10cc, "In Concert" (Wienerworld WNRD 2542)- This new live DVD might be more accurately billed as "Graham Gouldman and friends in concert," since the former 10cc bass player is the only original member of the band on stage for the bulk of the set. Reclusive drummer Kevin Godley does make a brief cameo appearance but Gouldman is very much the star of the show,regaling his highly receptive London audience with some choice extracts from the 10cc back catalogue and nostalgic re-vamps of the hits that he penned for The Hollies. Herman's Hermits and the Yardbirds during the mid-sixties such as "For Your Love" and "Bus Stop."

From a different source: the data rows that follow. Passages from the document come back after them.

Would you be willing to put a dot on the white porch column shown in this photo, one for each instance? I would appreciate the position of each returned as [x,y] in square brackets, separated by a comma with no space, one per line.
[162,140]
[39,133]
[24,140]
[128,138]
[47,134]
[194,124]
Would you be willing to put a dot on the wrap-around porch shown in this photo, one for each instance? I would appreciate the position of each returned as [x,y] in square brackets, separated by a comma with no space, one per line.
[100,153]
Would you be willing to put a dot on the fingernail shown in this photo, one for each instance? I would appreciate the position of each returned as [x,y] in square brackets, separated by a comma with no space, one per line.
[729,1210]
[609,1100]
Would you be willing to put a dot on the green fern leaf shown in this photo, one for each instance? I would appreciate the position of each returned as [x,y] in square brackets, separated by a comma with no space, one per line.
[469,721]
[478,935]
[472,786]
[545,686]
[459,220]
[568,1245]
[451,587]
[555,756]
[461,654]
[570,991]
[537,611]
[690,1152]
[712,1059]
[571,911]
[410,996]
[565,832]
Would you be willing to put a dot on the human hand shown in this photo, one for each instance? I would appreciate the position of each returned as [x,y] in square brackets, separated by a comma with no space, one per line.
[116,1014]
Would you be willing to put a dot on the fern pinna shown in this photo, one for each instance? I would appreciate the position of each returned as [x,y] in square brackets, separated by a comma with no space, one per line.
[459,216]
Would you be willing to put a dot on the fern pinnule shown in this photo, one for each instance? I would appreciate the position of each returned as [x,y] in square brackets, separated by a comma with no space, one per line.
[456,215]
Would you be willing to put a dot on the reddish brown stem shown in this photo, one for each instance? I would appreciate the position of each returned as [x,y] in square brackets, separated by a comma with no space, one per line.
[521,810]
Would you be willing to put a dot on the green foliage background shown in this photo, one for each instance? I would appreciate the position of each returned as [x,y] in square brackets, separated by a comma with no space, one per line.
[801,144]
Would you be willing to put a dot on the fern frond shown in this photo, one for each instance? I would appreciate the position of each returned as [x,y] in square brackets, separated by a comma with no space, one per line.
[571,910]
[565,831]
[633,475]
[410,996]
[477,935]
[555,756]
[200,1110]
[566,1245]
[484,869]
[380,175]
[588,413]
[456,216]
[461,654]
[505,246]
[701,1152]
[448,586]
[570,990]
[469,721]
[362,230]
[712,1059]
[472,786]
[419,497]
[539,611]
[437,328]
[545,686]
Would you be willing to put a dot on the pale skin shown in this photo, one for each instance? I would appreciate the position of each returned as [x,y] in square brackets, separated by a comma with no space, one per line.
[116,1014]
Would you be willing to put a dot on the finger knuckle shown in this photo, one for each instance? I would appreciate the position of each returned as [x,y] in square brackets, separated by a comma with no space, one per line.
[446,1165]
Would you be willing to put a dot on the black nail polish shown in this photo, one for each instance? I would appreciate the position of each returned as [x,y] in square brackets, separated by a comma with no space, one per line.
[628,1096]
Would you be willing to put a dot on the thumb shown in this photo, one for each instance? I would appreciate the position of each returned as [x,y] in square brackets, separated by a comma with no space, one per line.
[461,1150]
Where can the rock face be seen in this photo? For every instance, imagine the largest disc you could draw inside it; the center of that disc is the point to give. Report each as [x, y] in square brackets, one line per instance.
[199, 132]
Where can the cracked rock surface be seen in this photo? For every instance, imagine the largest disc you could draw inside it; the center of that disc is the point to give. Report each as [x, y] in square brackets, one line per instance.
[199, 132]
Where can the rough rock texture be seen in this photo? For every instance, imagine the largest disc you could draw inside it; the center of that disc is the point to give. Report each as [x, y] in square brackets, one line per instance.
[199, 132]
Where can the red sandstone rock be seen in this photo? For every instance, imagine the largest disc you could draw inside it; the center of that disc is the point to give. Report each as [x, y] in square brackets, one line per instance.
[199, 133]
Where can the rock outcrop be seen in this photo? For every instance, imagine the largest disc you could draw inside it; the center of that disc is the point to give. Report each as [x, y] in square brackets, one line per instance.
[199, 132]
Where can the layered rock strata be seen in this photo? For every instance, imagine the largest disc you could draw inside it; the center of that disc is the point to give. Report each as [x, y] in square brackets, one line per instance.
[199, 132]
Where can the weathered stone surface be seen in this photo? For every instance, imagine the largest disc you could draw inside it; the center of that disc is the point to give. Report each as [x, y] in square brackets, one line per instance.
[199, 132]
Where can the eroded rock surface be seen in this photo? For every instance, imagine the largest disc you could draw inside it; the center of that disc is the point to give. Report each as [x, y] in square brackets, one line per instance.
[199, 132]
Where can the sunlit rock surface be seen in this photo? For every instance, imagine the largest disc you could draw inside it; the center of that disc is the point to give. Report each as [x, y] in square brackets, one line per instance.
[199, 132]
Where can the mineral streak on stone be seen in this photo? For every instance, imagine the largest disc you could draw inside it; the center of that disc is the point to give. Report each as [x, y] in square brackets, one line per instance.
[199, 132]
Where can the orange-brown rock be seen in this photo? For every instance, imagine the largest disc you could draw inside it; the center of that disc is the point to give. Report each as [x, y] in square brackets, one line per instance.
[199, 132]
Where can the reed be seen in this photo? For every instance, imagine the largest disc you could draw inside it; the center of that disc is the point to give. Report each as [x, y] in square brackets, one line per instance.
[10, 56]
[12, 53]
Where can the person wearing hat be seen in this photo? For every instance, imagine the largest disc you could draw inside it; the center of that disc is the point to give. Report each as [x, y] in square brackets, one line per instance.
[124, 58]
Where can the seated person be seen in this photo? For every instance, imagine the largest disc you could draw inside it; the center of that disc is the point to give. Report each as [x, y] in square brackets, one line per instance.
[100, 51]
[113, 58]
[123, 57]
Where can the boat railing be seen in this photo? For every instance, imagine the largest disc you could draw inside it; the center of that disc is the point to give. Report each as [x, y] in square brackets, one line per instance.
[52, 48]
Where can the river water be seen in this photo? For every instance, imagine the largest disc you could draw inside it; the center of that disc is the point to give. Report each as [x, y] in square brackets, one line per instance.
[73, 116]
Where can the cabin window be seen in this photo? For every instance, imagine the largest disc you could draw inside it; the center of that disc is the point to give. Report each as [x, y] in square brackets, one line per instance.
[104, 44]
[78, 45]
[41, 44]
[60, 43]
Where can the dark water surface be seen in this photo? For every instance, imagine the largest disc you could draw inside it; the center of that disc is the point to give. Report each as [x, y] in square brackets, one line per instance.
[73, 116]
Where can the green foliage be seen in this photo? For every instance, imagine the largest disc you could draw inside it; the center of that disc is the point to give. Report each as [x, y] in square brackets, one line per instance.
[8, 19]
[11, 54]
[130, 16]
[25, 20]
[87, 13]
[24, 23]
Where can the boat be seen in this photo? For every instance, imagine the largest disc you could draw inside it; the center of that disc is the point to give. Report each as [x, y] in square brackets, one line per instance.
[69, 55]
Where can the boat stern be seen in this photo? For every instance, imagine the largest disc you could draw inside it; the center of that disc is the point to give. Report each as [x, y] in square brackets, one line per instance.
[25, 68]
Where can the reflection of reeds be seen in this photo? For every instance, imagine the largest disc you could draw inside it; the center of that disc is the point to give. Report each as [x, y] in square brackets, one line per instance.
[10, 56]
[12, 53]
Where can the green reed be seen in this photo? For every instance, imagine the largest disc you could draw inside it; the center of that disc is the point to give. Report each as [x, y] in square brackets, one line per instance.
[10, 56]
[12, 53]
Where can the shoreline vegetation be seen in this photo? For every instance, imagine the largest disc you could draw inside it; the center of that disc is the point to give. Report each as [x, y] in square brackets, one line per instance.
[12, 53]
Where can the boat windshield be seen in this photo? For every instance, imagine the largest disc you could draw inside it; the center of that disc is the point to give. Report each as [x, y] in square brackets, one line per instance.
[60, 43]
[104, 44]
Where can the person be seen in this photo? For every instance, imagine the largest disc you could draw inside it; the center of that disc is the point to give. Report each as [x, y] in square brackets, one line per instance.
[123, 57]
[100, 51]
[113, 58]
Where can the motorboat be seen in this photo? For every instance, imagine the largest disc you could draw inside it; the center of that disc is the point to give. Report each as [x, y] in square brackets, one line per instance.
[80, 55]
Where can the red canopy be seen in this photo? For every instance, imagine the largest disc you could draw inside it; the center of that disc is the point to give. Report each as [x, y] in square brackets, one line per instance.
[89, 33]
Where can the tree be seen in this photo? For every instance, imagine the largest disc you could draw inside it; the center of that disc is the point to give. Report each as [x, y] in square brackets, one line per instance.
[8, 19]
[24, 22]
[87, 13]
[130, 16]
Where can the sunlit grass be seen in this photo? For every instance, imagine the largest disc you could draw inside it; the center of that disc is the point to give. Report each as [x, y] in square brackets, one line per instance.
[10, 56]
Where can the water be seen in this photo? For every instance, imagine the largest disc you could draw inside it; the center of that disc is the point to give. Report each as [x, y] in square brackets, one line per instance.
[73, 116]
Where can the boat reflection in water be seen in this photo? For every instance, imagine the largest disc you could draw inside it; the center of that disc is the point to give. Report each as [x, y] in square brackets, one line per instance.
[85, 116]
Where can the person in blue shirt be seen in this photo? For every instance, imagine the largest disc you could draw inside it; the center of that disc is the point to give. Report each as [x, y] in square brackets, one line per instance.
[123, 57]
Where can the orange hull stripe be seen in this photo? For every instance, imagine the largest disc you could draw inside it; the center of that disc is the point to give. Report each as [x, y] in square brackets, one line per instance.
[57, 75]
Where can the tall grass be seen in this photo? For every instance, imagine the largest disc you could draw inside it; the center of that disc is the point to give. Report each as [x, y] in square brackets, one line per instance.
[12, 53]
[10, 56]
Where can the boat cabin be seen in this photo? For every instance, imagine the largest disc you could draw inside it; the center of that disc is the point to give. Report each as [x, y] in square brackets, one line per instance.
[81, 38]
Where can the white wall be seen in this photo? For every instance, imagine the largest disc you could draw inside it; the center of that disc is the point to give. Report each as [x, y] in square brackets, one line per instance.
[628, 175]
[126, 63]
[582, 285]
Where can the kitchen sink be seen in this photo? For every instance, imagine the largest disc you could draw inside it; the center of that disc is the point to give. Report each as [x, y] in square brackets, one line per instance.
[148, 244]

Gerry and the Pacemakers, "20 Year Anniversary Album" (Angel Air SJPCD 382)- This unassuming 1982 package was conceived during a chance meeting between Gerry Marsden and record producer David Martin, when the duo hit upon the bright idea of celebrating Marsden's twenty years in the music business by re-recording some of his golden oldies from the heyday of Merseybeat in the early sixties. Tuneful gems such as "You'll Never Walk Alone," "How Do You Do It" and "Ferry 'Cross The Mersey" are all given an airing alongside Gerry's covers of a string of UK chart-toppers which presumably formed part of his later cabaret act,including "House of The Rising Sun" and Peter Sarstedt's "Where Do You Go To My Lovely."